Помочь было нельзя, Конрад не был героем. Шел ноябрь 1944 года, приближалось Рождество. На улицах царила темнота, свечей Адвента не было видно. Война надвигалась с востока, и в качестве рождественских подарков можно было ожидать только новых бомбежек. И Венцель решился. Преодолевая страх, он обратился к своему начальнику, который казался ему порядочным человеком, и показал коллекцию выписок - 1300 карточек. Горячо и сбивчиво объяснял он полковнику Кристиану, что надо не мешкая переправить ее из столицы, где скоро наступит кромешный ад, в какой-нибудь небольшой город, где есть приличный архив; тогда выписки, может быть, доживут до конца войны и послужат науке
Полковник не обманул ожиданий Венцеля. Ценный груз упаковали в картонную коробку, полковник вложил в нее письмо директору архива города N от имени Отдела цензуры писем иностранцев Тайной полиции города Берлина и позаботился об отправке этой посылки специальной почтой Гестапо. Когда стало известно, что посылка дошла, Венцель вздохнул облегченно, но и горько ему стало: его роль во всей этой истории была кончена. Но кончена была и сама жизнь Конрада Венцеля. Незадолго до Рождества он был убит осколком бомбы на улице Берлина. Полковник Кристиан уцелел, он даже устроил елку двум своим маленьким дочкам, а через полгода бежал на запад, и след его затерялся. А директору архива города N, в который весной 1945 г. вошли американцы, было не до коробки с выписками Венцеля. Ее нашли 50 лет спустя.
***
Директор архива Кольмар упускать находку не хотел, а что с ней делать -не очень понимал. Он обратился во Франкфуртский университет, и ему прислали русскую студентку - славистку Таню Лапину. В помощники ей выделили молодого сотрудника архива Мартина Клепке. Он оказался симпатичным парнем и увлеченно взялся за дело, хотя и русский -то знал плохо, не говоря уж об украинском. Но многие выписки Венцель перевел на немецкий, и тут сотрудничество Мартина оказалось очень полезным. Молодые люди читали выписки, обдумывали и вводили более тонкую классификацию, определяли источники встречавшихся стереотипов, словом осуществляли обычную исследовательскую работу. Она шла медленно, исчислялась не неделями, а месяцами.

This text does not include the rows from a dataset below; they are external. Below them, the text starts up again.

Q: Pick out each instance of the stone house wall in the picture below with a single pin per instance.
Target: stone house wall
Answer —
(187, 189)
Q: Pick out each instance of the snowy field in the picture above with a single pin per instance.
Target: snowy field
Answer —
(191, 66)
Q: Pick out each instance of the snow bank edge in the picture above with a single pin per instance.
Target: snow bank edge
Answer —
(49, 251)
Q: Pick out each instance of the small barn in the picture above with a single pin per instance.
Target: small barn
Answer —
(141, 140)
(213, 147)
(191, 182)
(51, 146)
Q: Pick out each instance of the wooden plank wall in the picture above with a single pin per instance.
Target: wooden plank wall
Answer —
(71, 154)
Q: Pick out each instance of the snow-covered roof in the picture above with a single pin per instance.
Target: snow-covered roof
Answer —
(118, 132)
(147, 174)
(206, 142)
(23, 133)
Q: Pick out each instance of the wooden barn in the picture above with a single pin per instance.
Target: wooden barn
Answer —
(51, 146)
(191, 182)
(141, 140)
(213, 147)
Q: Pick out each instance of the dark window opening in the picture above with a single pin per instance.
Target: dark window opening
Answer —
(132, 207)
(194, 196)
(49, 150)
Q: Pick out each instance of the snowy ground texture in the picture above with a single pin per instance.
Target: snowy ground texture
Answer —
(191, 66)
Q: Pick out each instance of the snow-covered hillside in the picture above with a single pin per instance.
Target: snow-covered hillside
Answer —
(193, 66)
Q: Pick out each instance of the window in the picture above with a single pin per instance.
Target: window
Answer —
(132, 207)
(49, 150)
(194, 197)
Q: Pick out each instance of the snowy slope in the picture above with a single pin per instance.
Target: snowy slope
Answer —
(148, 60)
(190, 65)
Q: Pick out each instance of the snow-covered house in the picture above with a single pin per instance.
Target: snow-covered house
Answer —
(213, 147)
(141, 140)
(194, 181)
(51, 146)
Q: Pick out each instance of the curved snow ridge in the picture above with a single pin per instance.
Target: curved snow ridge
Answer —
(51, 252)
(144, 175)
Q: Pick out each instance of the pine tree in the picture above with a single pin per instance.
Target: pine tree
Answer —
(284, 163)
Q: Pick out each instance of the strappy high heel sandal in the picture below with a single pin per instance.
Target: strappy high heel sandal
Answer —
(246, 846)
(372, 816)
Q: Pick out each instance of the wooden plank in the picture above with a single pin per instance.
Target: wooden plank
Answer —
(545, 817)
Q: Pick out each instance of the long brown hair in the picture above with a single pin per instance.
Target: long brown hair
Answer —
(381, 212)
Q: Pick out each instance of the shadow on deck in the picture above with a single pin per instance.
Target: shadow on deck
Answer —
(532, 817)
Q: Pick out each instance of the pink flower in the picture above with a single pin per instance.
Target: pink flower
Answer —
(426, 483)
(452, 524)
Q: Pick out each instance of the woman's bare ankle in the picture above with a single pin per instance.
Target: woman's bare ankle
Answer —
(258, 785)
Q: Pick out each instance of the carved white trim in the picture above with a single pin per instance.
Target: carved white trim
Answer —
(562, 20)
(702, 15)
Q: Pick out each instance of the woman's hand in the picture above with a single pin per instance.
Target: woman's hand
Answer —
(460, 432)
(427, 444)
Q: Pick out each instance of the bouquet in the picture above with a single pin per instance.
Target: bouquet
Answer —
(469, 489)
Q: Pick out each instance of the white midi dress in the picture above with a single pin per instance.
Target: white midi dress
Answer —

И подобно тому, как это произошло когда-то с Венцелем, с каждым днем их все больше увлекала "человеческая" сторона писем. Как-то они принялись просматривать выписки из надписей на фотокарточках. В них сочетались строчки из каких-то чужих стихов (Таня понимала - "альбомных") и строчки собственного неумелого сочинения, но искренние и пронзительно горькие. "Слушай хоть музыку стиха, - говорила Таня Мартину
.
"Не грусти о цветах отцветающих, они снова весной расцветуть,
А грусти о годах пролетающих, они больше к тебе не придуть".
Улавливаешь?" Он кивнул. "А вот это я тебе переведу:
"Коли умру, коли зiв'яну, коли в холодный гроб пiду,
Тодi любить тебя не стану, тепер люблю люблю люблю.
Люблю тiбя, любiть я буду сiогоднi, взавтра i всiгда.
Тiбя повек я не забуду, не забувай i ти меня".
"Боже мой, - думала Таня, - а жизнь все равно шла. И как они любили!" А Мартин явно делал успехи в русском языке. Однажды он сам обратился к Тане: "Послушай, это прямо живопись, верно?
"Cкучно и грустно гляжу я в окно, как осень окрашивает всё в одно,
Забирает всю прелесть от лета, а нам оставляет все раздето".
А ты любишь осень?" "Очень, - отвечала Таня. - Она на пороге. А знаешь, и на них надвигалась осень, только год был 44-й". "Да, - ответил Мартин, - я вчера посмотрел выписки об их снах той осенью, они все на немецкий переведены. Все чувствовали, что приближаются перемены. И всюду красота. Вот, например: "Мне снилось, что на подоконнике расцвела алая роза, и я сказала: скоро что-то случится". А вот еще: "Я видела во сне женщину, которая сказала мне: "через 6 месяцев ты увидишь свою мать". И все эти письма в ноябре написаны. Рождество приближалось. Танечка, а я вчера тебя видел во сне. Пусть и у нас с тобой будут перемены к Рождеству". Мартин наклонился и заглянул Тане в глаза. "Знаешь, я понял: они преодолевали рабство поэзией. Какое счастье, что я познакомился с этими людьми. А через них с тобой".